Afortunadamente, otro de los presentes intervino y nos planteó lo siguiente: ¿por qué no mejor partimos de la idea de que los alumnos que lleguen a nosotros van a estar bien preparados? Si desde el principio presumimos que su nivel va a ser bajo y planeamos todo con eso en mente, al final no vamos a producir algo de buena calidad y vamos a contribuir a ese círculo vicioso de la mala preparación de los estudiantes. Si pensamos que nuestra materia prima va a ser deficiente, la vamos a tratar como tal, en lugar de intentar sacarle el mayor provecho.
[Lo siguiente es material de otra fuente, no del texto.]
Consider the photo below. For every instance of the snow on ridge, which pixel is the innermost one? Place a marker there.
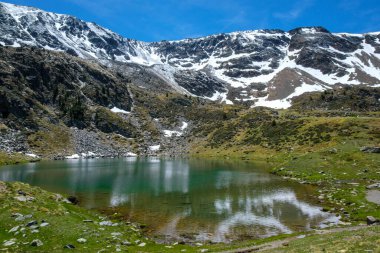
(155, 147)
(117, 110)
(286, 102)
(171, 133)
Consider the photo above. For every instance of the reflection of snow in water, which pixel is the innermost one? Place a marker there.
(176, 178)
(227, 178)
(259, 211)
(170, 229)
(11, 174)
(161, 176)
(223, 206)
(241, 218)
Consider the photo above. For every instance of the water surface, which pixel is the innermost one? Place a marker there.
(193, 199)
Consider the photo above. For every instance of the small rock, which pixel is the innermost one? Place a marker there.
(371, 220)
(373, 186)
(82, 240)
(14, 229)
(20, 218)
(44, 224)
(32, 223)
(36, 243)
(21, 192)
(106, 223)
(370, 149)
(9, 242)
(126, 243)
(74, 200)
(15, 215)
(21, 198)
(69, 246)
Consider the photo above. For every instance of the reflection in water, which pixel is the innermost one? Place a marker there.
(216, 200)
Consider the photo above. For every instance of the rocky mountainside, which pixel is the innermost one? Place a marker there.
(264, 67)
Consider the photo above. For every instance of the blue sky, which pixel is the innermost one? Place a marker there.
(154, 20)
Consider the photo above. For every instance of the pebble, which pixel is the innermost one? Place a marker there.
(9, 242)
(106, 223)
(69, 246)
(126, 243)
(36, 243)
(82, 240)
(14, 229)
(31, 223)
(44, 224)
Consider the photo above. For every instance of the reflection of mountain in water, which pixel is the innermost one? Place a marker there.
(217, 200)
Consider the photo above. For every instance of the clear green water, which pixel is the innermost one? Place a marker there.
(194, 199)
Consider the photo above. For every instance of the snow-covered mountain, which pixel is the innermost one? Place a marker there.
(265, 67)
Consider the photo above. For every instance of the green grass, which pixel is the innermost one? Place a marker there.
(66, 225)
(14, 158)
(363, 240)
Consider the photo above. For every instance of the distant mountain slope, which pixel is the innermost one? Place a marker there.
(265, 67)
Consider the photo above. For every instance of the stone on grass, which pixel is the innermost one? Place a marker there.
(371, 220)
(106, 223)
(21, 198)
(9, 242)
(44, 224)
(69, 246)
(32, 223)
(14, 229)
(126, 243)
(82, 240)
(36, 243)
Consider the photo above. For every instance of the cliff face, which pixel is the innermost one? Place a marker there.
(267, 66)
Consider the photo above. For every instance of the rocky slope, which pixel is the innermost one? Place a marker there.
(265, 67)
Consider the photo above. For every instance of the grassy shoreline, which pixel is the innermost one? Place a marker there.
(22, 223)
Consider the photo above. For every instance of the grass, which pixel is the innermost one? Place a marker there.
(66, 225)
(363, 240)
(14, 158)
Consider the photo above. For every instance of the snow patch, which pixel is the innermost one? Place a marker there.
(32, 155)
(286, 102)
(75, 156)
(155, 147)
(117, 110)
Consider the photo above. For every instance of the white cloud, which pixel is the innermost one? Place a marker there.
(298, 9)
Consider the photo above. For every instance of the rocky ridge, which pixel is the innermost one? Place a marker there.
(263, 67)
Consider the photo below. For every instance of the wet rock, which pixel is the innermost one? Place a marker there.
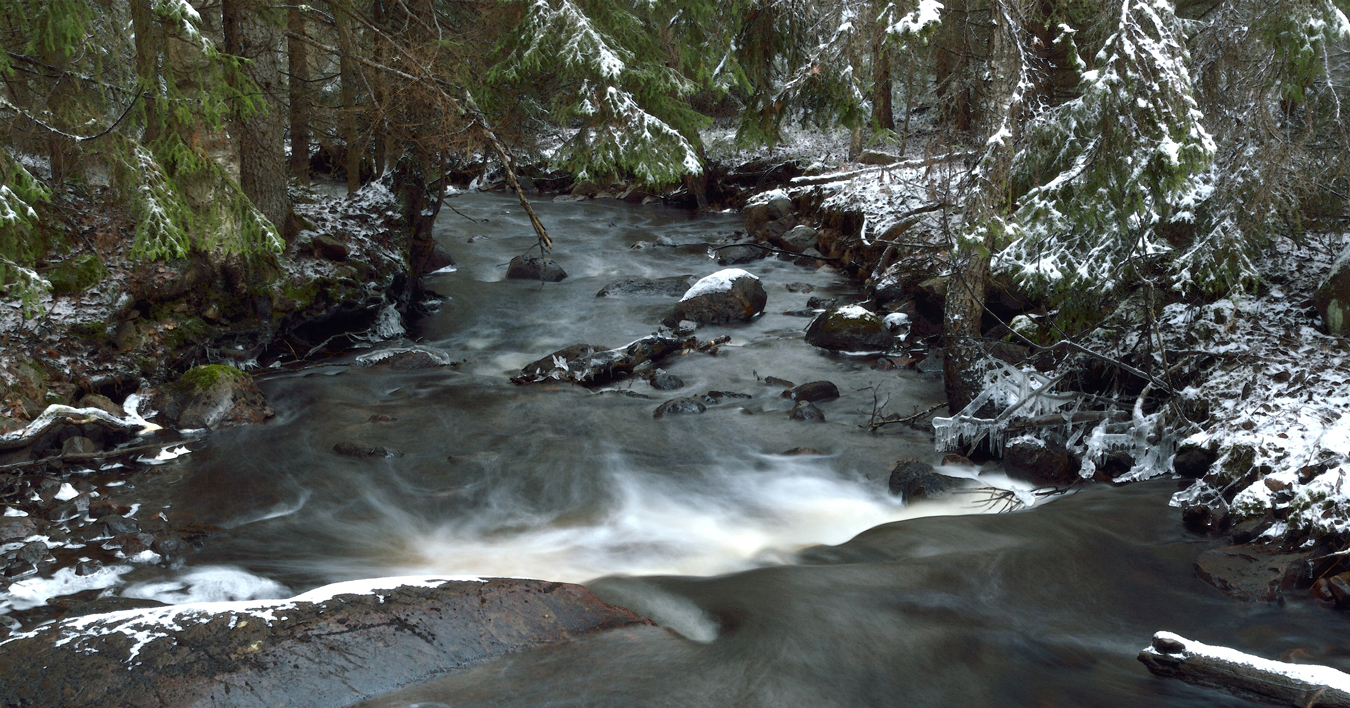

En Eudoxa tenemos la costumbre de empezar nuestras consultorías con la pregunta: ¿cuál es el valor del negocio de nuestro cliente? En lugar de empezar por las deficiencias, procuramos que el enfoque sea positivo de entrada, porque así, tanto el cliente como nosotros, podemos concentrarnos en generar valor, y no en estar resolviendo problemas.

Parece simplote cuando se dice así, pero por mi propia experiencia he visto que funciona muy bien, y no sólo en cuestiones laborales o de negocios, también en las demás relaciones de la vida cotidiana. Pensar bien de entrada, tanto en nuestros juicios éticos como en nuestras ambiciones y expectativas, nos ayuda a obtener resultados positivos. Sí, es cierto que habrá decepciones, pero habernos cerrado la posibilidad de una victoria por miedo al fracaso no nos aporta nada.